Set up a center of excellence (CoE) with representatives from each stakeholder group at the outset of implementation. Clearly communicate your goals with RPA, the specific internal activities that will be automated, the overall implementation process and ideal end state to avoid confusion. This alignment at the beginning sets the stage for the implementation’s success.

2.       Identify and qualify target processes thoroughly.

Not all processes can or should be automated. Every RPA implementation should start with a qualification process to confirm whether the tasks and workflows you’re looking at are suitable for automation. RPA is all about streamlining repetitive, tedious tasks and freeing up human employees. Identify the processes that if automated would make employees’ jobs easier.

Labor-intensive and rule-based processes that involve structured data with inputs and outputs tend to be prime targets for RPA. Once you identify the processes, automate in order of which will drive the most value for your organization. Tackling too much too fast can be overwhelming and end up impacting adoption and ROI. 

3.       Build excitement and get employee buy-in.

RPA can be a scary word for employees in non-technical positions.
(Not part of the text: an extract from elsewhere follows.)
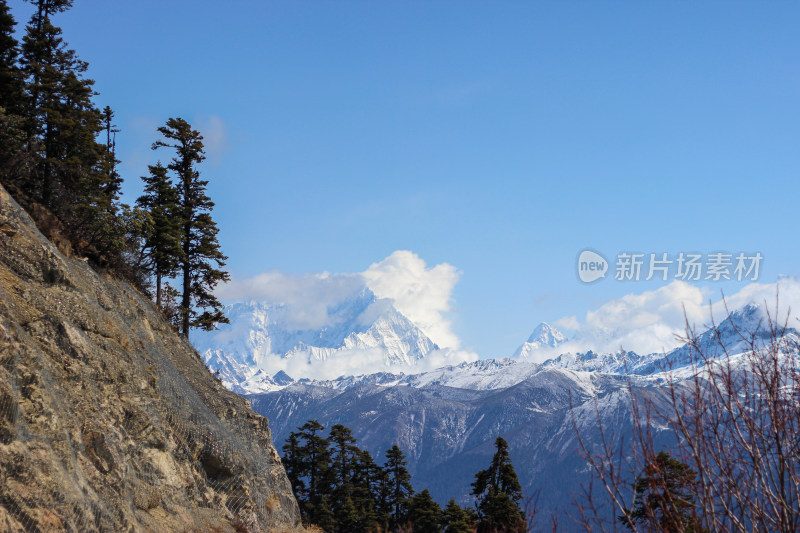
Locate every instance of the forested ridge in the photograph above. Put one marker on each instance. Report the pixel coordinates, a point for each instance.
(59, 161)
Some staff might view RPA as a threat to job security. The goal of automation is not to replace staff, but to augment the human workforce and enable employees to focus on high value and strategic work. Communicating that message is critical to getting RPA initiatives off the ground as it builds trust with employees and encourages adoption of the technology.  

Before implementation, hold a workshop where employees can design a simple bot. This fun training relaxed environment gives staff an understanding of how RPA works, the end goal, and the benefits to their specific role. Start the implementation process by automating the tasks that your team has been wanting to change or improve. This approach goes a long way in getting staff’s buy-in and builds enthusiasm, ultimately making the implementation process much smoother.

Why invest now

Organizations are increasingly asking procurement teams to be more proactive and strategic. The function’s core mandates are expanding beyond cost savings to include revenue growth, brand protection, diversity progress, sustainability goals, risk reduction and mitigation and more.

Teams can’t focus on driving these objectives forward when they are bogged down in routine work that is better performed by technology. RPA opens teams up to work on the initiatives that will not only move the needle for the business, but also make procurement a more exciting and rewarding place to work. Investing in RPA now is also imperative for enabling the procurement function to take advantage of other advanced technologies and intelligence.